Starbucks raises employee pay in the U.S.
Starbucks raises employee pay in the U.S.

High profit, increased unit count, significant improvement in comparable sales: Starbucks is recovering in almost all segments, according to its fiscal 2021 and fourth quarter report (both ended October 3, 2021). But sluggish business in China is still causing investor disgruntlement.

"Our strong finish to fiscal 2021, including record performance in the fourth quarter, demonstrates the resilience of Starbucks and reinforces the value of the bold strategic moves we have taken over the past two years. Through it all, we have thoughtfully navigated a strong recovery with an eye towards our future, all guided by our Mission and Values,” said Kevin Johnson, president and ceo.

In addition, Johnson announced an increased investment in employees, called "partners" at Starbucks, especially in the United States. For example, wages for retail employees are to rise to an average hourly wage of almost 17 US dollars by the summer of 2022, and for baristas they are then to be between 15 and 23 US dollars.

Fiscal 2021: Significantly more transactions again

Globally, Comparable Sales increased 20 percent throughout fiscal 2021, driven by higher average receipts (+10%) and more transactions (+9%).
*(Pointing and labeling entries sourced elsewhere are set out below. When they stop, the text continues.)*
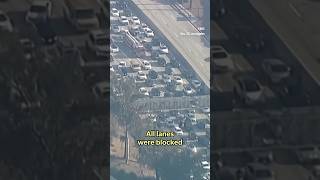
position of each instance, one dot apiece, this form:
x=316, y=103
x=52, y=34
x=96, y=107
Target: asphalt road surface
x=245, y=15
x=191, y=47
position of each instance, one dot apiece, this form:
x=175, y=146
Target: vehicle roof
x=40, y=2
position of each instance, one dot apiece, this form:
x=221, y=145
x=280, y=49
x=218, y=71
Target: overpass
x=149, y=104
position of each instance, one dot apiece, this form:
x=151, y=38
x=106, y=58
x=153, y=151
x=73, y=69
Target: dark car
x=155, y=92
x=152, y=75
x=249, y=38
x=124, y=71
x=46, y=33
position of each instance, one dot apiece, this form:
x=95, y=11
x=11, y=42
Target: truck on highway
x=136, y=45
x=82, y=14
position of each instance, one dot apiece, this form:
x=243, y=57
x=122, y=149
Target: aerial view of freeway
x=159, y=82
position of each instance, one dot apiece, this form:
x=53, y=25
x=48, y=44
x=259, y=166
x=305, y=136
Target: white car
x=111, y=69
x=276, y=70
x=149, y=32
x=147, y=65
x=5, y=22
x=206, y=110
x=122, y=64
x=144, y=27
x=115, y=12
x=114, y=48
x=178, y=80
x=222, y=60
x=142, y=75
x=163, y=49
x=192, y=116
x=166, y=78
x=39, y=10
x=188, y=90
x=97, y=42
x=143, y=91
x=249, y=90
x=115, y=29
x=205, y=165
x=136, y=20
x=124, y=20
x=196, y=83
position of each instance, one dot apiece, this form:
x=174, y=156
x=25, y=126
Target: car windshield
x=263, y=174
x=102, y=42
x=279, y=68
x=251, y=85
x=85, y=13
x=38, y=9
x=3, y=17
x=219, y=55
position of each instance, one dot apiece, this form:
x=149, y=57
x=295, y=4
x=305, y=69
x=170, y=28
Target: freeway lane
x=191, y=47
x=244, y=14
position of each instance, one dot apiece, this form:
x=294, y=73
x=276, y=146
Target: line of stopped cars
x=156, y=70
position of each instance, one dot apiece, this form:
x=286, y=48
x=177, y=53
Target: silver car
x=276, y=70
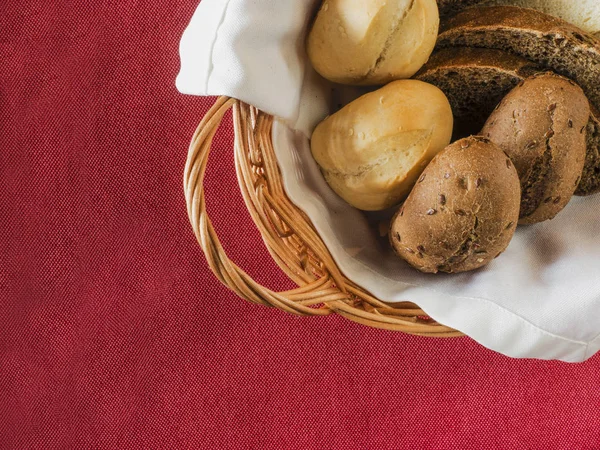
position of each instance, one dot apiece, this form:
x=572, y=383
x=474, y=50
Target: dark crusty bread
x=462, y=213
x=476, y=79
x=541, y=125
x=449, y=7
x=548, y=41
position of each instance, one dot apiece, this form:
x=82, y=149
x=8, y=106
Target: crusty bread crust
x=462, y=213
x=541, y=125
x=547, y=41
x=449, y=7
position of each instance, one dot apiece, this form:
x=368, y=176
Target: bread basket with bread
x=419, y=166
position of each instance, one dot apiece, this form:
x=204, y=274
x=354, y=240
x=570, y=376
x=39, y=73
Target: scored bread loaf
x=548, y=41
x=476, y=79
x=449, y=7
x=583, y=13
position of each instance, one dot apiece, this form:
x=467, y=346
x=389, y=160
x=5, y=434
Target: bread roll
x=462, y=213
x=370, y=42
x=372, y=151
x=475, y=80
x=541, y=125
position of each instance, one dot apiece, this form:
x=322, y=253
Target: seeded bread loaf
x=541, y=125
x=463, y=211
x=476, y=79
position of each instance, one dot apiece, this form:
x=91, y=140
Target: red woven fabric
x=114, y=334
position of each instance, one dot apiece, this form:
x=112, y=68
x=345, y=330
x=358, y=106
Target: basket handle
x=298, y=301
x=323, y=289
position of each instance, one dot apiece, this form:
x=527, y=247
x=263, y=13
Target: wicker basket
x=287, y=232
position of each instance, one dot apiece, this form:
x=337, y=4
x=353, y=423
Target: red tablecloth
x=114, y=334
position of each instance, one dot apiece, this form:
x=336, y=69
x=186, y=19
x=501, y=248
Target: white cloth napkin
x=541, y=299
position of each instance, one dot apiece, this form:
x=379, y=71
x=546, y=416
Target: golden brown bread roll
x=372, y=41
x=541, y=125
x=372, y=151
x=462, y=213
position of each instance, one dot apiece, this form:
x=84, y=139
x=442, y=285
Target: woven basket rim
x=287, y=232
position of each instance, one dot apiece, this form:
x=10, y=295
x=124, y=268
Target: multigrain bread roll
x=372, y=42
x=476, y=79
x=372, y=151
x=463, y=211
x=541, y=126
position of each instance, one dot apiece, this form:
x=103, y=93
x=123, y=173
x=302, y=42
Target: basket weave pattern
x=287, y=232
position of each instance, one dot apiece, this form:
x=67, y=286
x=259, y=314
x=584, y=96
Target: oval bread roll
x=364, y=42
x=462, y=213
x=372, y=151
x=541, y=125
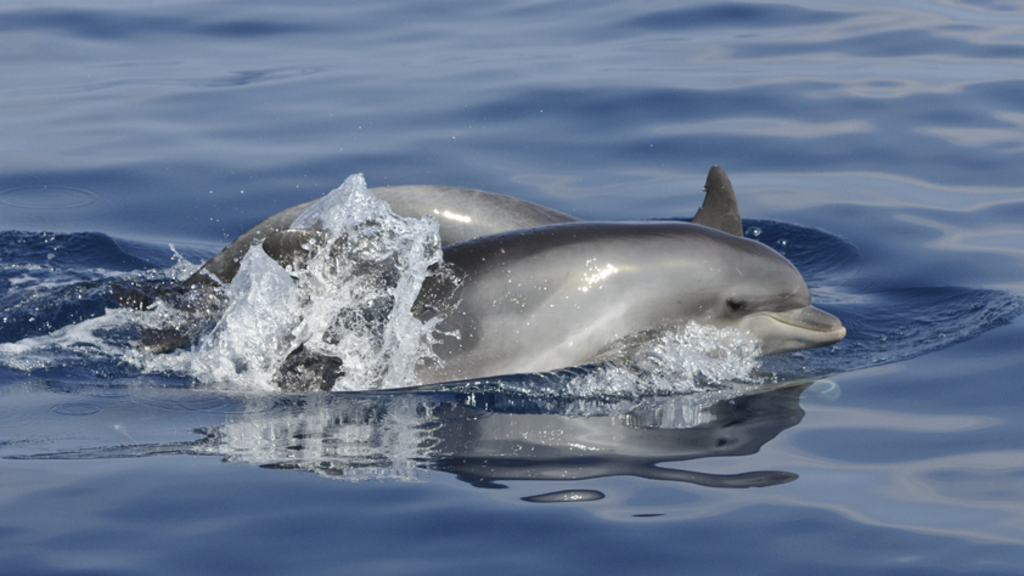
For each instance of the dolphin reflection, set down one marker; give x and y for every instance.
(486, 436)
In the North American market, this trend is reflected in a fairly analogous manner, while in the rest of the world, the number of transactions increased significantly more than average receipts. In the important Chinese market, on the other hand, the average receipt actually declined, but the number of transactions was also significantly higher.
Comparable Sales, Like-for-Like, etc.
Existing space sales, also known as same-store sales, comparable sales or like-for-like sales, are considered by experts to be the "hard currency" of the industry. Here, changes in the system sales of all locations that have been open for at least 13 months are considered. The reference figure is the same period of the previous year.

In total, Starbucks reported adjusted net revenues (sales, franchise fees and other revenues) of USD 29.1 billion, an increase of 24 percent compared to the previous year.

The number of units also increased to an all-time high. At the end of the fiscal year, Starbucks had 33,833 stores, a net increase of 538 stores. Of these, 51 percent are company-operated and 49 percent are licensed.

Nevertheless, the annual report went down badly with investors - the share reacted after trading hours with significant price losses. Because while Starbucks benefited almost around the globe from the recovery from the pandemic, a new Corona wave in China caused lockdowns there again. That led to a seven percent drop in comparable sales in the fourth quarter in Starbucks' biggest growth market.